A Soyuz-Fregat rocket has lifted off from the Russian space base at Baikonur, Kazakhstan, bearing a large European weather satellite.

The rocket carrying the 4.1-tonne satellite MetOp-A lifted off Thursday at 1628 GMT to be placed in an 850-kilometer (531-mile) orbit around the poles.

Five previous attempts to launch the new-generation satellite since July had been thwarted by technical hitches and poor weather.

MetOp-A is billed as the most sophisticated Earth-observation satellite ever built, with 13 instruments to record temperature, humidity, wind speed and ozone cover across the globe, monitor the environment in space and listen out for signals from ships and aircraft in distress.

Europe’s current generation of weather satellites operates at geostationary orbit, providing snapshots of half of the Earth from a distance of 36,000 kilometers (22,500 miles).

MetOp will provide pictures of the entire globe, swinging around the poles in 101-minute orbits while the planet turns.

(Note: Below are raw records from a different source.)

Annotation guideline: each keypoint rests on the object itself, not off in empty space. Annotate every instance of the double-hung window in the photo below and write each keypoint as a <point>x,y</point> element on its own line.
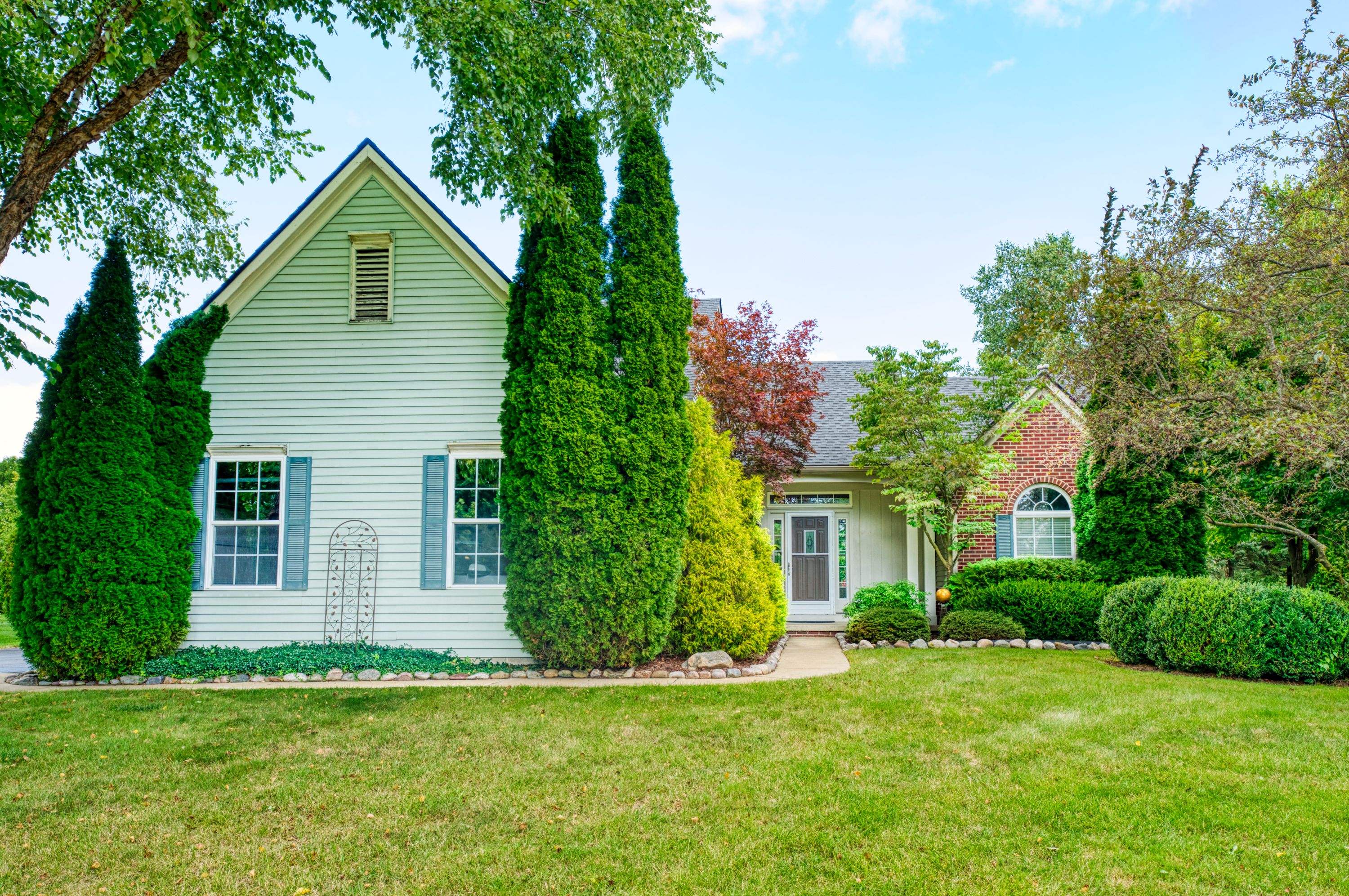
<point>246,522</point>
<point>477,542</point>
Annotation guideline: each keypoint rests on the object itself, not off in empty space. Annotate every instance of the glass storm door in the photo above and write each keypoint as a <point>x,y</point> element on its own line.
<point>809,575</point>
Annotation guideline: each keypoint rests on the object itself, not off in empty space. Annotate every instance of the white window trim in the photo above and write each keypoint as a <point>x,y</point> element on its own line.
<point>467,451</point>
<point>369,239</point>
<point>208,559</point>
<point>1041,515</point>
<point>814,492</point>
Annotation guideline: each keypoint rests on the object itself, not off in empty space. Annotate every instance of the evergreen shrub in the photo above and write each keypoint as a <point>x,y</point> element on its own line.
<point>887,594</point>
<point>560,492</point>
<point>1308,636</point>
<point>1209,625</point>
<point>648,316</point>
<point>309,659</point>
<point>972,625</point>
<point>1049,611</point>
<point>1124,617</point>
<point>730,597</point>
<point>1130,527</point>
<point>888,624</point>
<point>981,575</point>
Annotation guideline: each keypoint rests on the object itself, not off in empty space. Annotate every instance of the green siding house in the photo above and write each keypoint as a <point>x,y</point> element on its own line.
<point>350,486</point>
<point>350,490</point>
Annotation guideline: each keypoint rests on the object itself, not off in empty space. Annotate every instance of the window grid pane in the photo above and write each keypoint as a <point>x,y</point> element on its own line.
<point>842,559</point>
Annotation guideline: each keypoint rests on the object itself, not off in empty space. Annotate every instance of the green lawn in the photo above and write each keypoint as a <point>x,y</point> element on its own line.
<point>925,772</point>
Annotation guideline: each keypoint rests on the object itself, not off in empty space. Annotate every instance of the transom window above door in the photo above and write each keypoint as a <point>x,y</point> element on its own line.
<point>478,531</point>
<point>1043,524</point>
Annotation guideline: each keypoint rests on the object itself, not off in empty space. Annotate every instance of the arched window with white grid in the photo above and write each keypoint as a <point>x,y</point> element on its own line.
<point>1043,524</point>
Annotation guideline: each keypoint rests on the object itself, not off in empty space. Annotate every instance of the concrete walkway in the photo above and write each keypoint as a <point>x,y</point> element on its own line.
<point>802,659</point>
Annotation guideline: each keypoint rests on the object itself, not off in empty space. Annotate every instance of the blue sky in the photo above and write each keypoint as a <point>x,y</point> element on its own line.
<point>860,161</point>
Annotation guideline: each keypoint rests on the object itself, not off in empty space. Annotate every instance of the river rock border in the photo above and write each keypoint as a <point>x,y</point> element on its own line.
<point>768,666</point>
<point>1034,644</point>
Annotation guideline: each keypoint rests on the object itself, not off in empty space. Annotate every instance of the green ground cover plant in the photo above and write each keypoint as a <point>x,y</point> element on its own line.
<point>985,574</point>
<point>309,658</point>
<point>730,596</point>
<point>1043,772</point>
<point>972,625</point>
<point>887,594</point>
<point>888,624</point>
<point>1059,611</point>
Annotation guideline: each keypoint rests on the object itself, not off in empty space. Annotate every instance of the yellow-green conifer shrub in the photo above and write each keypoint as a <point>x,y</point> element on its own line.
<point>730,597</point>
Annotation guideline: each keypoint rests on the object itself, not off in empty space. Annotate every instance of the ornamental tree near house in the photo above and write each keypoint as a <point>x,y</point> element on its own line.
<point>648,328</point>
<point>763,389</point>
<point>560,481</point>
<point>176,92</point>
<point>89,596</point>
<point>925,443</point>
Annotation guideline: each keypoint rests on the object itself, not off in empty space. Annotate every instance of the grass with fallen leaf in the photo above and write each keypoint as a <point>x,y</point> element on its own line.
<point>934,772</point>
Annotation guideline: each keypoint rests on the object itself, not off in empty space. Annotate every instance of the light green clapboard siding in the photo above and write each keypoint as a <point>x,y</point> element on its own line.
<point>366,402</point>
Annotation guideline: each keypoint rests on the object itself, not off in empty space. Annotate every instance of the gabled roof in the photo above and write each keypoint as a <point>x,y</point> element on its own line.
<point>365,162</point>
<point>837,431</point>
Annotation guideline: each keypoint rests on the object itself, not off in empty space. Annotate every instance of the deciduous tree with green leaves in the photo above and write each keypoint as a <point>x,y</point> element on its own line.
<point>560,480</point>
<point>89,593</point>
<point>119,115</point>
<point>923,441</point>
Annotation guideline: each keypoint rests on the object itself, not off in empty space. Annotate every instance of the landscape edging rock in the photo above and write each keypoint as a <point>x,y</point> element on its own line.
<point>768,666</point>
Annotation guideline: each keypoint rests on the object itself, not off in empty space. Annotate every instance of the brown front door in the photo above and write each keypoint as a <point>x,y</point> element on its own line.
<point>810,559</point>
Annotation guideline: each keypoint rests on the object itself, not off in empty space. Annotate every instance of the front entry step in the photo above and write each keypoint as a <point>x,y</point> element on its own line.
<point>800,627</point>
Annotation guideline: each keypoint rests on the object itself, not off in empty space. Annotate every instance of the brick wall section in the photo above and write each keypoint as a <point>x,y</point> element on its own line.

These images will be in much finer detail than those provided by geostationary satellites and should enable forecasters to speed up accurate medium-range forecasts by half a day, according to MetOp’s operator, the European Organization for the Exploitation of Meteorological Satellites (EUMETSAT).

MetOp will operate in conjunction with the US National Oceanic and Atmospheric Administration (NOAA), whose satellite will fly in a complementary orbit in order to maximize coverage.

Two other MetOp (Meteorological Operational) satellites will follow MetOp-A under a 2.4-billion-euro (three-billion-dollar plan) over the next 10 years. Together, they will provide EUMETSAT with data until 2020.

EUMETSAT has pledged three quarters of the cost, with the rest coming from the ESA.